Leadership Memphis is the premier community leadership organization in the city. Founded in 1979, the organization has graduated more than 4,000 community leaders and continues to be a ground-breaking innovator with new programs and action initiatives that drive educational achievement, diversity and inclusivity and collective impact.

The organization’s programs develop community leaders at every level from seasoned professionals and emerging talent to front-line leaders.

History

Since Leadership Memphis assembled its first class in December, 1978, it has been a powerful force in the life of its city, preparing and unleashing more than 4,000 men and women who are focused on leading Memphis ahead.

It is with this unerring eye to the horizon that Leadership Memphis works daily to equip the community leaders who come through its programs with in-depth knowledge and insights into the forces shaping the city’s future and with the relationships that fuel the collaboration and collective impact that lie at the heart of positive change. In this way, for more than four decades, Leadership Memphis has been intent on making our dreams for Memphis possible by inspiring voyages of self-discovery of engaged leadership in service to their city. Put another way, Leadership Memphis is more than a program. It is in fact a movement inspired to be an accelerant for change through a creativity that brings together knowledge and imagination to unleash new solutions. Along the way, Leadership Memphis is an apologetic cheerleader for Memphis, operating on the belief that you can’t change your city until you change your perception of your city.

The Leadership Memphis of today has come a long way from the founding idea in 1978 to develop “an organized cadre as the result of the common experience that those in attendance have had,” in the words of legendary Memphian and Renaissance man Lucius E. Burch Jr.

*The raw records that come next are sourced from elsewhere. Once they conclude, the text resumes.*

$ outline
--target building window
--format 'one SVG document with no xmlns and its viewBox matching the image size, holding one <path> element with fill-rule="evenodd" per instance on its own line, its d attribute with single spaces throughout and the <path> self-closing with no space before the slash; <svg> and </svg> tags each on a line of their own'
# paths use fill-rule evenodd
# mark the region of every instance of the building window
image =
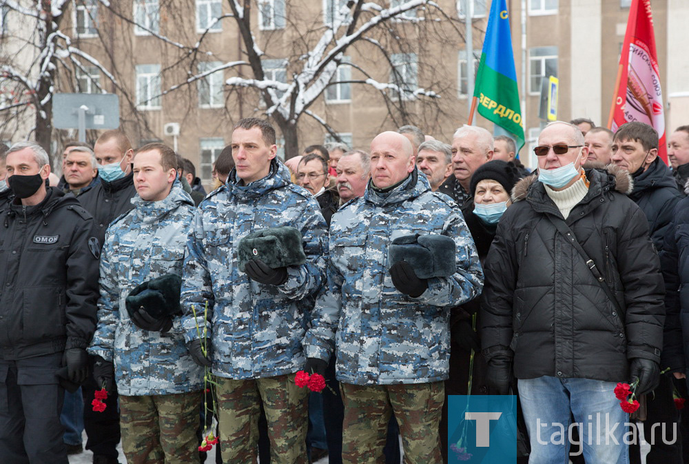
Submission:
<svg viewBox="0 0 689 464">
<path fill-rule="evenodd" d="M 136 65 L 136 108 L 161 109 L 161 65 Z"/>
<path fill-rule="evenodd" d="M 343 61 L 349 61 L 349 57 L 344 57 Z M 340 64 L 338 66 L 335 75 L 330 80 L 330 85 L 325 88 L 325 101 L 327 103 L 344 103 L 351 101 L 351 66 Z M 342 83 L 333 83 L 341 82 Z"/>
<path fill-rule="evenodd" d="M 342 143 L 344 143 L 348 147 L 352 146 L 351 132 L 338 132 L 338 137 L 339 137 L 340 139 L 342 141 Z M 330 134 L 326 134 L 325 139 L 323 141 L 323 143 L 324 144 L 331 143 L 332 142 L 339 142 L 339 141 L 340 141 L 339 140 L 336 139 L 335 137 L 331 136 Z"/>
<path fill-rule="evenodd" d="M 323 0 L 323 22 L 326 26 L 332 26 L 336 21 L 347 23 L 351 20 L 349 11 L 342 10 L 347 8 L 349 0 Z"/>
<path fill-rule="evenodd" d="M 528 0 L 528 14 L 557 14 L 557 0 Z"/>
<path fill-rule="evenodd" d="M 541 92 L 541 80 L 557 77 L 557 47 L 535 47 L 528 50 L 528 92 Z"/>
<path fill-rule="evenodd" d="M 134 32 L 136 35 L 148 35 L 149 32 L 160 32 L 161 9 L 158 0 L 134 0 Z"/>
<path fill-rule="evenodd" d="M 221 16 L 222 0 L 196 0 L 196 32 L 205 32 L 206 29 L 209 31 L 223 30 L 223 25 L 219 21 L 211 26 L 216 19 Z"/>
<path fill-rule="evenodd" d="M 202 61 L 198 63 L 198 72 L 206 72 L 222 64 L 220 61 Z M 217 108 L 225 105 L 222 70 L 208 74 L 198 82 L 198 106 L 202 108 Z"/>
<path fill-rule="evenodd" d="M 466 15 L 464 11 L 464 3 L 469 1 L 469 13 L 472 18 L 484 18 L 486 17 L 486 3 L 487 0 L 458 0 L 457 2 L 457 13 L 460 18 Z M 557 3 L 557 1 L 555 2 Z"/>
<path fill-rule="evenodd" d="M 407 0 L 390 0 L 390 8 L 394 8 L 395 7 L 400 6 L 407 2 Z M 416 17 L 416 8 L 412 8 L 411 10 L 407 10 L 404 13 L 400 15 L 400 17 L 407 17 L 408 18 L 415 18 Z"/>
<path fill-rule="evenodd" d="M 77 0 L 74 8 L 74 33 L 81 37 L 95 36 L 98 33 L 97 0 Z"/>
<path fill-rule="evenodd" d="M 201 152 L 201 162 L 198 166 L 201 172 L 201 181 L 209 182 L 213 179 L 213 163 L 225 148 L 225 139 L 222 137 L 210 137 L 199 139 L 198 141 Z"/>
<path fill-rule="evenodd" d="M 473 57 L 473 76 L 476 77 L 476 71 L 478 70 L 479 61 Z M 469 92 L 469 77 L 466 66 L 466 50 L 460 50 L 457 62 L 457 95 L 459 98 L 466 98 Z"/>
<path fill-rule="evenodd" d="M 258 0 L 258 28 L 285 28 L 285 0 Z"/>
<path fill-rule="evenodd" d="M 414 98 L 418 85 L 418 61 L 415 53 L 394 53 L 390 55 L 393 68 L 390 70 L 390 83 L 400 88 L 391 90 L 391 97 L 398 99 L 401 94 L 403 100 Z"/>
<path fill-rule="evenodd" d="M 263 66 L 263 76 L 265 80 L 287 83 L 287 60 L 264 59 L 261 60 L 261 64 Z M 285 94 L 285 91 L 276 89 L 275 93 L 278 98 L 280 99 Z M 263 101 L 263 97 L 261 101 Z"/>
<path fill-rule="evenodd" d="M 101 70 L 96 66 L 77 68 L 76 91 L 83 94 L 101 93 Z"/>
</svg>

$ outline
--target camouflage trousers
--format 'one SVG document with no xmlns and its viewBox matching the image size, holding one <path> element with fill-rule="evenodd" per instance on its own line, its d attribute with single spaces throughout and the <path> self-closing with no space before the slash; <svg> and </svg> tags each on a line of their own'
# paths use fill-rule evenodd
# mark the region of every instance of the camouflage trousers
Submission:
<svg viewBox="0 0 689 464">
<path fill-rule="evenodd" d="M 122 448 L 127 463 L 198 462 L 196 429 L 202 394 L 121 394 Z"/>
<path fill-rule="evenodd" d="M 404 464 L 440 464 L 438 425 L 444 383 L 356 385 L 340 383 L 344 403 L 342 462 L 384 464 L 390 414 L 400 425 Z"/>
<path fill-rule="evenodd" d="M 263 401 L 268 421 L 271 462 L 306 464 L 307 390 L 294 385 L 294 375 L 250 380 L 216 377 L 223 463 L 256 462 L 258 415 Z"/>
</svg>

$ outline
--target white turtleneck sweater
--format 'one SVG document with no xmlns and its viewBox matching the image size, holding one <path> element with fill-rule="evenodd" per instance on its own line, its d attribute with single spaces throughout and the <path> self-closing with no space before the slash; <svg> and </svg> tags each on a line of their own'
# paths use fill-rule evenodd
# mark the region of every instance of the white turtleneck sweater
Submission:
<svg viewBox="0 0 689 464">
<path fill-rule="evenodd" d="M 572 208 L 584 199 L 588 192 L 588 186 L 584 177 L 580 177 L 578 181 L 564 190 L 553 190 L 546 185 L 546 193 L 555 203 L 565 219 L 569 216 Z"/>
</svg>

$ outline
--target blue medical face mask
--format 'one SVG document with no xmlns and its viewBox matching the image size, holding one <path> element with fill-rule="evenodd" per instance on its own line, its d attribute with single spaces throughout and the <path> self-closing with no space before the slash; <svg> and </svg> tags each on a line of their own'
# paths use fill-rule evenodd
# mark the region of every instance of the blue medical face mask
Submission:
<svg viewBox="0 0 689 464">
<path fill-rule="evenodd" d="M 507 210 L 507 202 L 491 203 L 487 205 L 474 204 L 474 214 L 486 224 L 497 224 Z"/>
<path fill-rule="evenodd" d="M 538 180 L 553 188 L 564 187 L 576 176 L 579 175 L 579 170 L 574 167 L 574 164 L 579 160 L 582 151 L 583 149 L 579 152 L 577 159 L 564 166 L 550 170 L 539 169 Z"/>
<path fill-rule="evenodd" d="M 122 161 L 111 163 L 110 164 L 99 165 L 98 175 L 105 182 L 112 182 L 125 176 L 122 170 Z"/>
</svg>

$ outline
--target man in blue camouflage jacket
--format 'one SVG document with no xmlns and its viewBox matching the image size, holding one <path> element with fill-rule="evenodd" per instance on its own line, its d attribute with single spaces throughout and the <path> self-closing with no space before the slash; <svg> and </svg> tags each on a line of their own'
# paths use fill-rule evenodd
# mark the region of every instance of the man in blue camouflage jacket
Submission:
<svg viewBox="0 0 689 464">
<path fill-rule="evenodd" d="M 89 352 L 94 376 L 119 392 L 122 446 L 128 463 L 198 461 L 203 369 L 185 345 L 181 318 L 127 307 L 140 284 L 181 276 L 194 203 L 177 180 L 174 152 L 161 143 L 134 160 L 134 209 L 116 219 L 101 256 L 99 321 Z M 174 292 L 173 292 L 174 293 Z M 169 301 L 168 301 L 169 300 Z M 167 307 L 179 305 L 178 286 Z M 130 300 L 131 306 L 131 300 Z"/>
<path fill-rule="evenodd" d="M 320 350 L 310 345 L 329 342 L 318 323 L 307 328 L 300 302 L 323 281 L 325 223 L 313 196 L 275 160 L 275 130 L 268 123 L 242 119 L 231 146 L 236 168 L 199 205 L 187 243 L 185 336 L 196 361 L 216 376 L 223 462 L 256 462 L 263 402 L 272 459 L 306 463 L 307 392 L 294 385 L 294 374 L 305 363 L 325 370 L 321 359 L 327 358 L 314 356 Z M 280 226 L 301 232 L 305 263 L 271 269 L 255 260 L 240 272 L 240 241 Z"/>
<path fill-rule="evenodd" d="M 333 215 L 327 281 L 314 310 L 322 338 L 336 328 L 327 323 L 339 320 L 342 461 L 380 462 L 394 412 L 404 462 L 441 463 L 450 308 L 480 293 L 483 272 L 462 213 L 449 196 L 431 191 L 406 137 L 388 132 L 373 139 L 371 174 L 364 196 Z M 415 234 L 454 240 L 453 275 L 420 279 L 406 261 L 391 265 L 392 241 Z"/>
</svg>

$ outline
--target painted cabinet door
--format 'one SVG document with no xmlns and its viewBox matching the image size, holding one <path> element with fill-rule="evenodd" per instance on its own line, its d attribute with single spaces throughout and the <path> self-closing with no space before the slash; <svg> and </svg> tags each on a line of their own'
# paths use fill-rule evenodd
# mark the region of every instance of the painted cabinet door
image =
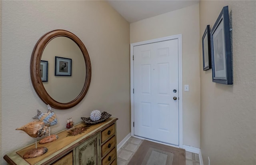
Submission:
<svg viewBox="0 0 256 165">
<path fill-rule="evenodd" d="M 76 148 L 76 163 L 79 165 L 100 164 L 99 135 L 93 137 Z"/>
</svg>

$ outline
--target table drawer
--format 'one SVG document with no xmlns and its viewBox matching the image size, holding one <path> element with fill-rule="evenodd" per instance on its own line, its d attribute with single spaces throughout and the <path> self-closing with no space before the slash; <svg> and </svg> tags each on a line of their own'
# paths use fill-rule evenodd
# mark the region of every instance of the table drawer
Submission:
<svg viewBox="0 0 256 165">
<path fill-rule="evenodd" d="M 106 128 L 101 132 L 101 142 L 102 143 L 106 140 L 115 134 L 115 125 Z"/>
<path fill-rule="evenodd" d="M 104 155 L 115 147 L 115 144 L 116 136 L 114 136 L 101 146 L 101 156 Z"/>
<path fill-rule="evenodd" d="M 111 164 L 110 165 L 116 165 L 117 164 L 116 164 L 116 159 L 115 159 L 111 163 Z"/>
<path fill-rule="evenodd" d="M 73 165 L 73 152 L 70 152 L 51 165 Z"/>
<path fill-rule="evenodd" d="M 109 165 L 113 160 L 116 158 L 116 148 L 114 147 L 101 161 L 101 164 Z"/>
</svg>

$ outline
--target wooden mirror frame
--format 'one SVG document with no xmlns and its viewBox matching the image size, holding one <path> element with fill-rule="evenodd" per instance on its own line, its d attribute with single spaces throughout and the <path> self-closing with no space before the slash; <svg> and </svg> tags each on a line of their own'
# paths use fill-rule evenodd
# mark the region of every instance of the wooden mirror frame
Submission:
<svg viewBox="0 0 256 165">
<path fill-rule="evenodd" d="M 44 86 L 40 73 L 41 58 L 44 48 L 52 40 L 59 36 L 68 37 L 76 44 L 84 56 L 86 68 L 85 81 L 81 93 L 74 100 L 66 103 L 58 102 L 49 95 Z M 88 91 L 91 74 L 91 62 L 87 50 L 83 42 L 73 33 L 63 30 L 54 30 L 43 36 L 36 44 L 30 60 L 30 77 L 36 93 L 46 104 L 48 104 L 52 107 L 59 109 L 69 109 L 77 105 L 84 98 Z"/>
</svg>

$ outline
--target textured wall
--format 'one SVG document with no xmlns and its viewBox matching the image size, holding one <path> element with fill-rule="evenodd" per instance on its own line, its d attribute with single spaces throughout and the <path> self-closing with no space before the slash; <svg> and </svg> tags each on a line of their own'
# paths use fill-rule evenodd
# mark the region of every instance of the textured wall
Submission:
<svg viewBox="0 0 256 165">
<path fill-rule="evenodd" d="M 54 109 L 58 123 L 52 133 L 75 123 L 94 109 L 119 119 L 117 143 L 130 132 L 129 24 L 107 2 L 100 1 L 1 1 L 1 164 L 7 152 L 34 142 L 16 131 L 33 120 L 46 105 L 30 78 L 31 53 L 39 38 L 64 29 L 83 42 L 92 64 L 92 80 L 85 98 L 67 110 Z"/>
<path fill-rule="evenodd" d="M 182 34 L 183 144 L 200 148 L 199 4 L 130 24 L 134 43 Z"/>
<path fill-rule="evenodd" d="M 200 36 L 228 5 L 232 20 L 234 85 L 201 77 L 201 149 L 204 164 L 256 164 L 256 1 L 200 1 Z M 201 45 L 201 44 L 200 44 Z"/>
</svg>

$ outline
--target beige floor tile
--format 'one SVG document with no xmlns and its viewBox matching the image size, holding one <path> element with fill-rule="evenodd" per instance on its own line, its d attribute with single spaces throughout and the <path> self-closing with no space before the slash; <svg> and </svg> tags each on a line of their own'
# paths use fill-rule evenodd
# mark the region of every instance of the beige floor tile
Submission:
<svg viewBox="0 0 256 165">
<path fill-rule="evenodd" d="M 135 152 L 138 148 L 138 145 L 133 143 L 129 143 L 124 148 L 127 150 Z"/>
<path fill-rule="evenodd" d="M 131 139 L 131 142 L 134 144 L 140 144 L 140 143 L 141 143 L 141 141 L 142 141 L 142 139 L 140 139 L 135 138 L 132 137 L 132 139 Z"/>
<path fill-rule="evenodd" d="M 131 152 L 122 150 L 121 151 L 119 155 L 118 155 L 118 157 L 128 161 L 131 158 L 131 156 L 133 153 Z"/>
<path fill-rule="evenodd" d="M 123 161 L 120 159 L 117 159 L 117 164 L 118 165 L 126 165 L 127 164 L 128 162 L 126 161 Z"/>
</svg>

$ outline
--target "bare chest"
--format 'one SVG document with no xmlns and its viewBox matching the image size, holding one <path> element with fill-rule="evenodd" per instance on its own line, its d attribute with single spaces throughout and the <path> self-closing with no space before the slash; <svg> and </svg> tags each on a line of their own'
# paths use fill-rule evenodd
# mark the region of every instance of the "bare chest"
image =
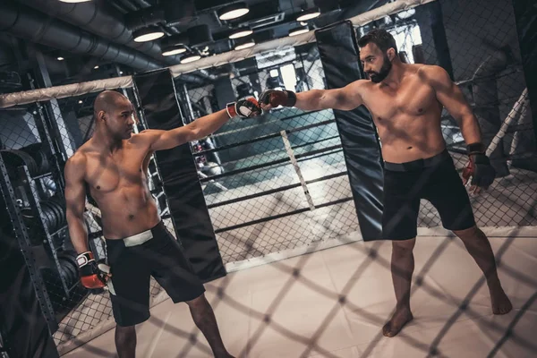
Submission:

In the midst of the malaise that enveloped Memphis following the assassination of Dr. Martin Luther King Jr., he nonetheless foresaw a city that could produce a new generation of leaders to usher in a new attitude and honesty about race relations but also lead the city toward a brighter future.
The challenge confronting these civic entrepreneurs could not have been more stark, because simultaneously, national news media pointedly questioned Memphis’s future in 1978 as a result of police and fire strikes and curfews. Burch called on Junior League President Kate Gooch to drive the conversation about a leadership organization, and although its original name did not stick – The Memphis Institute of Public Responsibility – the ethos did, and even today, it is the plank of public responsibility that undergirds the foundation of the organization.
The first class had 42 members and Governor-elect Lamar Alexander spoke at the opening dinner December 13, 1978, in the shuttered Peabody Hotel, Atlanta Mayor Maynard Jackson spoke at the opening retreat a month later, establishing diversity and inclusivity as an enduring focus for Leadership Memphis. Meanwhile, attorney A C Wharton Jr. was elected first alumni president.
Kate Gooch resigned in 1985, and a year later, an award at the Celebration of Leadership graduation ceremony was named in her honor and presented to a citizen who provided exemplary community service.
Subsequent heads of Leadership Memphis were Ann Knox, 1986-87; Ann Dillard, 1987-1992; Marion Gruber, 1992-1995; Ann Lewin, 1995-1997; Pan Awsumb, 1997-2004, David Williams, 2004-2020; and Reggie Crenshaw, 2020-Present.

Volunteer Memphis was founded originally in 1975 as The Volunteer Center of Memphis by the Junior League of Memphis & the National Council of Jewish Women. In 2000, we became Volunteer Memphis and then merged with HandsOn Memphis and then evolved into Volunteer Mid-South in 2009.

In 2015, we became an action initiative of Leadership Memphis, where our 40-year history and expertise in building capacity for volunteerism and creating changemakers in our community is aligned effectively with efforts to prepare and mobilize leaders to work together for the good of the whole community.
Much has changed since the early days of Leadership Memphis, but one thing never has: the organization’s belief that leaders are the keys to ensuring that Memphis can prosper. The founders of Leadership Memphis set out to establish an organization that would the best imaginable leadership development program for Memphis, but in the end, they developed one now recognized as one of the best in the entire country.